Key Findings – Bonanza Creek LTER

A recent shift in the Alaska fire regime has increased the frequency and size of high-severity fires that combust deep organic layers, exposing mineral soil and favoring the invasion of hardwoods. Within the BNZ LTER Regional Site Network, many sites that were dominated by black spruce prior to burning in 2004 have now converted to dense birch stands with very different vegetation and ecosystem characteristics (BD1 site).
Credit: Roger Ruess

Severe late summer fires consume the soil organic layer, allowing deciduous tree species, such as aspen and birch, to establish at high densities. The fast decomposing litter and rapid evapotranspiration of deciduous trees maintain a thinner, drier organic layer that does not sustain spruce forests or insulate permafrost. This ecosystem state change alters an iconic Alaskan ecosystem by modifying productivity and carbon storage, climate regulation, and other ecosystem services to society.

Increases in air temperatures and depth of insulating snow cover during winter are accelerating the rate of permafrost thaw. In areas of ice-rich permafrost, widespread thermokarst is having significant consequences for biogeochemical cycling and surface hydrology.
Credit: Ted Schuur

Measurements across latitudinal gradients, field experiments, and laboratory incubations all point to significant releases of CO2 and CH4 from soils that have been frozen or waterlogged since the last ice age. Over decadal time scales, this carbon release could overwhelm increased plant carbon uptake. In a warmer world, the boreal forest could be transformed into a major carbon emitter, putting the forest on par with global land use change.

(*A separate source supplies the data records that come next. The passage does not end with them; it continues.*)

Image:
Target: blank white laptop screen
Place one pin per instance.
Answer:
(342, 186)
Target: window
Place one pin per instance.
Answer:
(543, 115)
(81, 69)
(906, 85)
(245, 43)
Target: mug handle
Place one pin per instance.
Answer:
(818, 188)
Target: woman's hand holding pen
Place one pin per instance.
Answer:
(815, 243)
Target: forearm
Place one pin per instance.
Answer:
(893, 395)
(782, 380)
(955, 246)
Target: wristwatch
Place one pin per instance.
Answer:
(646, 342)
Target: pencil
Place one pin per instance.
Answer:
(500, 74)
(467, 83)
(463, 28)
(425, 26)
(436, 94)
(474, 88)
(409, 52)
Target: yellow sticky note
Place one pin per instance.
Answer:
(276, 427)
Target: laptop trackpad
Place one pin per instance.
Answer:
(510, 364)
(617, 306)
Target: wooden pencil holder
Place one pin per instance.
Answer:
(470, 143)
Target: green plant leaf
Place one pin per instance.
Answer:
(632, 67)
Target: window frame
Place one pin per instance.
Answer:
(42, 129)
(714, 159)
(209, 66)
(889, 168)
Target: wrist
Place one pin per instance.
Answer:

Climate-related changes in environmental conditions are challenging rural residents’ ability to traverse the land and access subsistence resources.
Credit: Miki Collins

Local residents observe that warming has changed the timing of freeze up, affected river ice thickness and melt, and has reduced winter travel safety and access to local ecosystem services. Wildfire reduces access to the land, threatens cultural and historic sites, and reduces wildlife densities for one to several decades (e.g. moose and caribou, respectively). Sources of resilience range from oral traditions and cooperative harvesting strategies to new technologies and network sharing.

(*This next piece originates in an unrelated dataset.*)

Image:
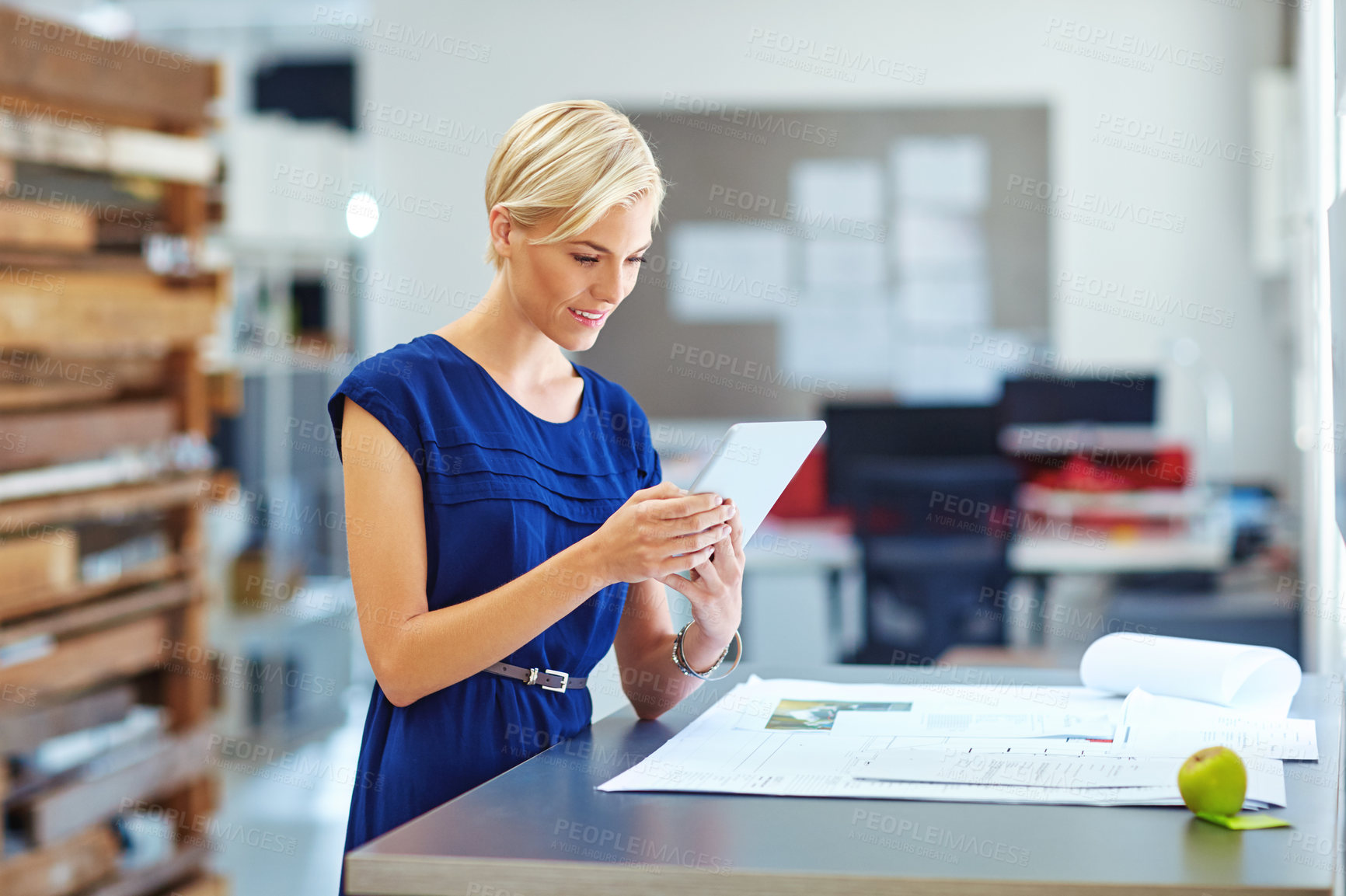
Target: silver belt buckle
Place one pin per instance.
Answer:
(564, 677)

Browsing by snowshoe hares and moose have dramatic top-down influences on vegetation composition, successional dynamics, and ecosystem function throughout interior Alaska.
Credit: Knut Kielland

Browsing by moose and snowshoe hares affects plant species composition, growth, population dynamics, nutrient cycling, and ecosystem function at both stand and landscape scales, causing effects that can persist for decades. Both species selectively consume willows, leading to the dominance of alder, an important nitrogen-fixing species that is chemically defended against herbivory. Snowshoe hare abundance varies nearly as much on an intra-annual basis as it does across a decadal population cycle, underscoring the complex interaction of biophysical factors. This in turn influences predation intensity and the population abundance of lynx, which is largely controlled by emigration and immigration.

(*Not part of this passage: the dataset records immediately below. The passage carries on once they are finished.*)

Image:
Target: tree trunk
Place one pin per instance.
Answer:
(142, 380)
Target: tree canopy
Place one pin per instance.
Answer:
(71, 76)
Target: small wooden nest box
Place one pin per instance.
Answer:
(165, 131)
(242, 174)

Recent models indicate that lengthening of the snow-free season and associated declines in surface albedo constitutes the largest positive feedback to climate warming in the boreal forest.
Credit: Roger Ruess

Models that assess climate feedbacks over the next century have simulated decreases in albedo due to a shorter snow season, wider extents of deciduous forest due to altered fire regimes, and changes in climate and atmospheric CO2 and CH4 emissions. The strongest climate feedback was positive, derived from lengthening the growing season (reducing the snow-albedo feedback). Increases in young, faster-growing deciduous forests and a net increase in carbon uptake by terrestrial ecosystems only partially counterbalanced this change.